Si elle a pu s’adapter à la pire des épreuves, la perte de la patrie tant aimée, des proches, des biens et accepter de vivre dans le dénuement et les privations, c’est grâce aux valeurs transmises par son éducation, à savoir : fidélité à l’Orthodoxie, amour de la Russie, attachement à la culture russe et respect des traditions glorieuses de la Marine transmises de génération en génération.
La première de ces traditions étant de servir Dieu et la Patrie.
Elle y raconte aussi son voyage inattendu en Russie en juillet 1990 et le retour provisoire sur les lieux de son enfance privilégiée.
Tout lien avec son pays d’origine avait été rompu pendant soixante dix ans et son retour avait été jugé longtemps improbable.
Anastasia était une merveilleuse conteuse et nombreux étaient ceux qui venaient l’écouter : jeunes marins russe, diplomates, historiens, anciens élèves à qui elle avait enseigné les mathématiques (parmi eux, un fidèle visiteur, l’actuel maire de Paris, Monsieur Bertrand Delanoë).

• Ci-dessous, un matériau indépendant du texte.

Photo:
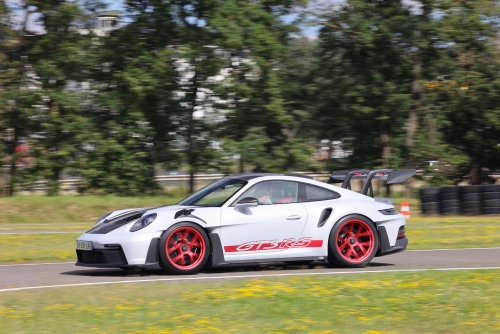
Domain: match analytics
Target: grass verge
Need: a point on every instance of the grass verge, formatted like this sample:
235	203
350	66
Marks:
429	233
66	209
432	302
34	214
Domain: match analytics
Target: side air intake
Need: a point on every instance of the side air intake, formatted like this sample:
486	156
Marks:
324	216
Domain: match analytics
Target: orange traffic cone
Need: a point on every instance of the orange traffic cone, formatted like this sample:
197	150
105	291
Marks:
405	209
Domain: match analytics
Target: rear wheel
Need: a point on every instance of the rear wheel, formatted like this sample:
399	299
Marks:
353	242
184	249
299	262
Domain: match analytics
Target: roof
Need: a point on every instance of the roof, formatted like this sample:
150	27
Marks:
109	13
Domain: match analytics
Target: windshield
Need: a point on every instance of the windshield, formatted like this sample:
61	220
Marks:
215	194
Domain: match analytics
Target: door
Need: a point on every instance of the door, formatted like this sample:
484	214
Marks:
264	231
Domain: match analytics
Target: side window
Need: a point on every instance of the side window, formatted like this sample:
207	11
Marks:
314	193
273	192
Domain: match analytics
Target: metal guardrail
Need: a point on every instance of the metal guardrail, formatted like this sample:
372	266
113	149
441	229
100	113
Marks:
69	183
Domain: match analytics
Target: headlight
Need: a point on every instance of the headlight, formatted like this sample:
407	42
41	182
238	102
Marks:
143	222
100	220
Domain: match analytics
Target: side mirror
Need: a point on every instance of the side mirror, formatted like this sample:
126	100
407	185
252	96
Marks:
247	202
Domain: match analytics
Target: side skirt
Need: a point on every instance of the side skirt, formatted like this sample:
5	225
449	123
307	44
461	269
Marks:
218	255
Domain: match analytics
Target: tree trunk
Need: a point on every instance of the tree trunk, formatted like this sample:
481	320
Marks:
191	148
191	180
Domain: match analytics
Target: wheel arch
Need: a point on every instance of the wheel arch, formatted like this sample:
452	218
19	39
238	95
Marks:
181	223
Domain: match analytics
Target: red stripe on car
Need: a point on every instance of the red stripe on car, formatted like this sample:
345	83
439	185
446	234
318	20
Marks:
265	245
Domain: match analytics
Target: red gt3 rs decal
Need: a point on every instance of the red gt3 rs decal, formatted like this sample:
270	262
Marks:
265	245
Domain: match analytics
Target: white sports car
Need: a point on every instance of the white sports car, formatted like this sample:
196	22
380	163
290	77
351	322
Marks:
253	218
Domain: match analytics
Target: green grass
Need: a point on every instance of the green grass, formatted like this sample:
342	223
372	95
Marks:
78	213
65	209
423	233
425	302
38	247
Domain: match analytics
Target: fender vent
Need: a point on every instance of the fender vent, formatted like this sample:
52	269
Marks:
324	216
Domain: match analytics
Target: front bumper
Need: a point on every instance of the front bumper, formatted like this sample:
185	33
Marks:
120	250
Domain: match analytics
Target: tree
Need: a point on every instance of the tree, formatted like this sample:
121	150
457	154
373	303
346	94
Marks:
467	93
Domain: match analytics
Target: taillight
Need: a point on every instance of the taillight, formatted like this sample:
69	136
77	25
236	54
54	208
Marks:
401	232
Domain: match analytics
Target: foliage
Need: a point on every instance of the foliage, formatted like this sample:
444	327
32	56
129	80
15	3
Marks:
205	84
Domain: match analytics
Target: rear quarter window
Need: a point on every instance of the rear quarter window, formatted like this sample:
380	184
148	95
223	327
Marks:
312	193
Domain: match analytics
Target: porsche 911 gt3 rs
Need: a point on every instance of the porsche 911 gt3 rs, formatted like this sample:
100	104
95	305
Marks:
255	217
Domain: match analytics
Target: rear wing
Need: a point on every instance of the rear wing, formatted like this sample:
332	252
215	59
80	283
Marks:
390	175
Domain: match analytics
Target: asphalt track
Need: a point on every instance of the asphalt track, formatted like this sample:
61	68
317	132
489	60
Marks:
15	277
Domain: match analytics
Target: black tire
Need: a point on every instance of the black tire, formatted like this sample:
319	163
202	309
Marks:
471	197
491	211
491	203
490	195
452	203
343	257
494	188
450	190
299	263
430	191
471	208
451	211
429	198
430	206
182	246
470	189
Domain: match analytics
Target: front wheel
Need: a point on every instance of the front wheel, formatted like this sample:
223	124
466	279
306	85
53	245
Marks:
353	242
184	249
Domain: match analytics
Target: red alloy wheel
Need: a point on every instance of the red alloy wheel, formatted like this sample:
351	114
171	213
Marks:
355	240
185	248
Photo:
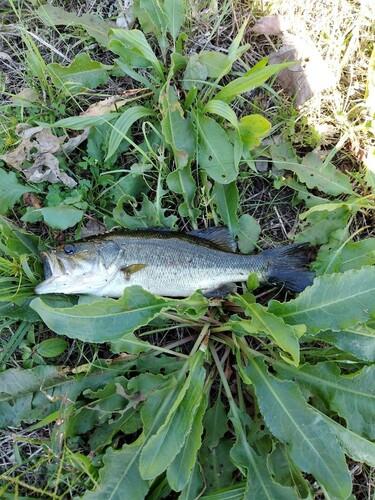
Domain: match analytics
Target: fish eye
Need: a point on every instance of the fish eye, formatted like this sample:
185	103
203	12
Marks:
69	249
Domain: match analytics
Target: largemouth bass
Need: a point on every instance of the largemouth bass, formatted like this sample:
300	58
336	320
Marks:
167	263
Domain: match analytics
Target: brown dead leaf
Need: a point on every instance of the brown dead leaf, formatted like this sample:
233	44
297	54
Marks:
310	75
46	169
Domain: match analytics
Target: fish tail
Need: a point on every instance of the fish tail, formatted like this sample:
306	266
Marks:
286	266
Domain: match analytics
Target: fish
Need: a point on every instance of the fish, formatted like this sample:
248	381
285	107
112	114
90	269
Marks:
168	263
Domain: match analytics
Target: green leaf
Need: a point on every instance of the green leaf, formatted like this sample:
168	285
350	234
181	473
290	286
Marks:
60	217
51	348
252	129
82	73
248	82
135	41
178	131
217	64
334	302
249	231
195	73
215	423
358	341
122	126
175	11
120	478
180	470
94	25
11	190
162	448
308	439
352	397
313	172
222	109
225	197
105	319
260	484
262	321
182	182
216	154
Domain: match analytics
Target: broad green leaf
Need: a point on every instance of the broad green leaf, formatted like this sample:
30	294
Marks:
216	63
358	254
11	190
135	41
215	423
355	446
222	109
225	198
182	182
249	231
59	217
50	348
175	11
249	82
119	477
352	396
82	73
262	321
178	131
122	126
252	129
94	25
260	484
195	73
81	122
180	470
313	172
162	448
105	319
334	302
216	154
310	443
359	341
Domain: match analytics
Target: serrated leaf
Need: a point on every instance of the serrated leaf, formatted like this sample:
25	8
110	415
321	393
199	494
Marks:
313	172
223	110
50	348
309	441
334	302
249	231
182	182
175	12
105	319
81	74
350	396
162	448
260	484
216	63
94	25
216	154
120	478
180	470
225	197
122	126
11	190
248	82
358	341
252	129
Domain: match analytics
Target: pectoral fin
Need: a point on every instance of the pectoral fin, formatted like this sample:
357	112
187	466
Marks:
221	291
131	269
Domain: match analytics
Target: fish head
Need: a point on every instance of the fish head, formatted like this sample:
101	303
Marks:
80	267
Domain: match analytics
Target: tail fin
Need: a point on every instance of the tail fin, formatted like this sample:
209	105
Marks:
286	267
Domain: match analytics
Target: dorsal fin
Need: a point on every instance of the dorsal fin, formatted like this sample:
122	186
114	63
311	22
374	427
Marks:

Évoquant sa longue vie, presque un siècle d’existence, Anastasia a confié à ses proches que si Dieu lui avait permis de vivre aussi longtemps en gardant une excellente mémoire, c’était pour transmettre son témoignage aux jeunes générations.
Elle disait « je n’ai rien regretté et je n’ai jamais perdu courage » et elle ajoutait « Beaucoup de personnes en Russie recherchent leur passé. A nous, émigrés qui en avons hérité de nos parents, de les aider. »
Et le présent montre qu’Anastasia a eu raison de ne jamais céder au désespoir. Elle a pu en 1990 retourner en Russie et recevoir en 1997 un passeport russe des mains de l’Ambassadeur de la Fédération de Russie à Tunis.
L’Église « Alexandre Nevsky » de Bizerte, longtemps fermée et menacée d’expropriation, est bien vivante grâce aux efforts d’Anastasia. Elle est desservie maintenant régulièrement par le prêtre russe de Tunis, le Père Dimitri.
Et enfin Anastasia a pu voir le drapeau de Saint André flotter à nouveau sur l’Amirauté à Saint Petersbourg et sur les navires militaires russes.
Annexe :
Drapeau de Saint André (Etendard traditionnel de la Marine impériale russe)
C’est dans l’archipel des Solovki, sur l’ile de Zaiatski, que fut bâtie en 1702 sur ordre de Pierre le Grand une chapelle du nom de « l’Apôtre Saint André le premier appelé ». Il devient le protecteur de la marine russe et les vaisseaux militaires russes navigueront sous pavillon portant la Croix de Saint André. L’étendard de la Flotte russe, blanc à croix bleue, fut béni dans cette chapelle. Le blanc symbolise la Foi et la Croix, la fidélité."